A wounded soldier awakens in a strange cube that tests his physical and mental limits as he attempts to find a way to escape against a ticking clock.

REVIEW:

I know you came here looking for a movie review, but before we get to that, let’s talk about magic.

Yes, magic.

More specifically, sleight of hand magic. (What, did you think we were going all Harry Potter?)

Quick lesson: There is a technique called “forcing a choice” or “forcing a card”. It works this way. Let’s say the outcome of your cark trick required the Three of Hearts. Through deception and manipulation, you must force the volunteer to “choose” that very card. The goal is to make the choice seem like it was normal and organic, all the volunteer’s choice and no influence from the magician. If done correctly, this can have a massive impact on your audience.

Done poorly, and your audience might make YOU disappear.

Now, back to the review.

“The Abandon” (2022), even though it was apparently made in 2019/2020 from the copyrights I saw, tells the story of Miles, a US soldier in the Middle East around 1991. After watching a teammate and then his commanding officer get taken out, he attempts to withdraw from the area but is wounded. As he collapses, he is engulfed in a bright light.

He awakens alone and still wounded in a windowless, doorless room. The room occasionally changes orientation as well as play weird gravity games with various bits of his gear. The room heats like an oven and freezes like an industrial meat storage unit.

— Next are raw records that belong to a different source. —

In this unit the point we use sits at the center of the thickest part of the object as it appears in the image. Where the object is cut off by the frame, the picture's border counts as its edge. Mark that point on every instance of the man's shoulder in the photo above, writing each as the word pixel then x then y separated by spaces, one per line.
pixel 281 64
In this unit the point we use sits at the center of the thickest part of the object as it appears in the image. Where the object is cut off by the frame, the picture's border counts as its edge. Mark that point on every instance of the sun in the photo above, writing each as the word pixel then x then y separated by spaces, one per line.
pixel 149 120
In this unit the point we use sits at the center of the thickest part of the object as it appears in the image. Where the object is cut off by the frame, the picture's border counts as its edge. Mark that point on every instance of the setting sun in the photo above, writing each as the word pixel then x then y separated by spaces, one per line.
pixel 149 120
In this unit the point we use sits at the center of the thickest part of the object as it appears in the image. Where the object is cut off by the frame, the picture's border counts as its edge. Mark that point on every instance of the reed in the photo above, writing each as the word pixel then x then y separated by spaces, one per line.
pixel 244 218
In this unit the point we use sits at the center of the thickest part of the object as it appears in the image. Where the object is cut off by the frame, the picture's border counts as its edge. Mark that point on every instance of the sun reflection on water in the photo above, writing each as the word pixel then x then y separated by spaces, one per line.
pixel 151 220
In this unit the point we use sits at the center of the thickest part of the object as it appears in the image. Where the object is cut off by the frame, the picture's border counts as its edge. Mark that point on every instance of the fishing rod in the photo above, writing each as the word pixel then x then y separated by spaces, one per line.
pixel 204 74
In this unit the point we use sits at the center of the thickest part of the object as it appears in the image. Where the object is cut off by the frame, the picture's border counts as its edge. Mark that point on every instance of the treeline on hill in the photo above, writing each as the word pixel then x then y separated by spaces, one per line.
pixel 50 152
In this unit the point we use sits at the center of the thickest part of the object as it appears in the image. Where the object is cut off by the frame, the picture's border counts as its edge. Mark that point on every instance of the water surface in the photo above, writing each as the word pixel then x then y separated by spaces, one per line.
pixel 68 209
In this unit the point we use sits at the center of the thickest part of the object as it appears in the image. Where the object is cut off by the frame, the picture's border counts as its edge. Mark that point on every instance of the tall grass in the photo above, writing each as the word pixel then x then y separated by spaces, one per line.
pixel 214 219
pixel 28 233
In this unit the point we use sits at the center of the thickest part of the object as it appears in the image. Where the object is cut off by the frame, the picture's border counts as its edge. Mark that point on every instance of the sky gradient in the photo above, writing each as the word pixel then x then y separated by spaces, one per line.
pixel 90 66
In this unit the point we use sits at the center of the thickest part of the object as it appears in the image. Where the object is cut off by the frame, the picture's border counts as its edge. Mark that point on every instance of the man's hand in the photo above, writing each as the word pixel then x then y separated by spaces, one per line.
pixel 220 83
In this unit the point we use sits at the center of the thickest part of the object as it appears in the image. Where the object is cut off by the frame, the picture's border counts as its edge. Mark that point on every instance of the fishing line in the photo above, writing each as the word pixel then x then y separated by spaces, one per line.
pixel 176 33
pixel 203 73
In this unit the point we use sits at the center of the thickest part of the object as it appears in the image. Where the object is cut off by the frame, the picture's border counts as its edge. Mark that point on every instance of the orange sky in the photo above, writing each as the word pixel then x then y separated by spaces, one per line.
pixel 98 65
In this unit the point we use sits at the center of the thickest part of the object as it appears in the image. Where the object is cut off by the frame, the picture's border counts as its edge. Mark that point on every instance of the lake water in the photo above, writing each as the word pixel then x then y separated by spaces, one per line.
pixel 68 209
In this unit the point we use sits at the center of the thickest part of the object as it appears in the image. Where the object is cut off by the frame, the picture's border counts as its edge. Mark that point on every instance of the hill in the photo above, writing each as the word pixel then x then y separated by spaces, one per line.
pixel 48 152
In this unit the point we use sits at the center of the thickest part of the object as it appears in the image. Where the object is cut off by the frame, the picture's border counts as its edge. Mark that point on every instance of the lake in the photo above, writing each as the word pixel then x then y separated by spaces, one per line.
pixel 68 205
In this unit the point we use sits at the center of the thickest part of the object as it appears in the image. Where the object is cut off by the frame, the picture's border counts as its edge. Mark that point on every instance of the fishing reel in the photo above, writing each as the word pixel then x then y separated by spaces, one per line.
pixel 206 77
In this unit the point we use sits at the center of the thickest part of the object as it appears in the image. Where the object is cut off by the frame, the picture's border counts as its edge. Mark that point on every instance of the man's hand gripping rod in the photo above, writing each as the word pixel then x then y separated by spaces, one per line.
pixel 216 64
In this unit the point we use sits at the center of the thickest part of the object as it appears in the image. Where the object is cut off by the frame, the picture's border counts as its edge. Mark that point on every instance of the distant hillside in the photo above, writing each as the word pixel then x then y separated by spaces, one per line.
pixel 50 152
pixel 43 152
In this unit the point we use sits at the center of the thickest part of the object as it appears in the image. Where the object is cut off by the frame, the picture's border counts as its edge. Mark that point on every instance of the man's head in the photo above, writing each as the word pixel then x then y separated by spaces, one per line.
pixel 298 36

Various words, figures, and numbers begin appearing on the walls of his cell.

Then he makes contact with someone named Damsey by way of his satellite phone. She is also trapped in a similar room. The two begin to work out where they are and how they can escape.

Yay. Another “escape room” movie. Just what the world needed. Still, back in 2019 or so, the idea might have been viable. Now? Well, if you can blend it with zombies, superheroes, and social justice, you might make it.

“The Abandon” left out the superheroes and the zombies. Oh well.

Let’s circle back to the bit about forcing a card.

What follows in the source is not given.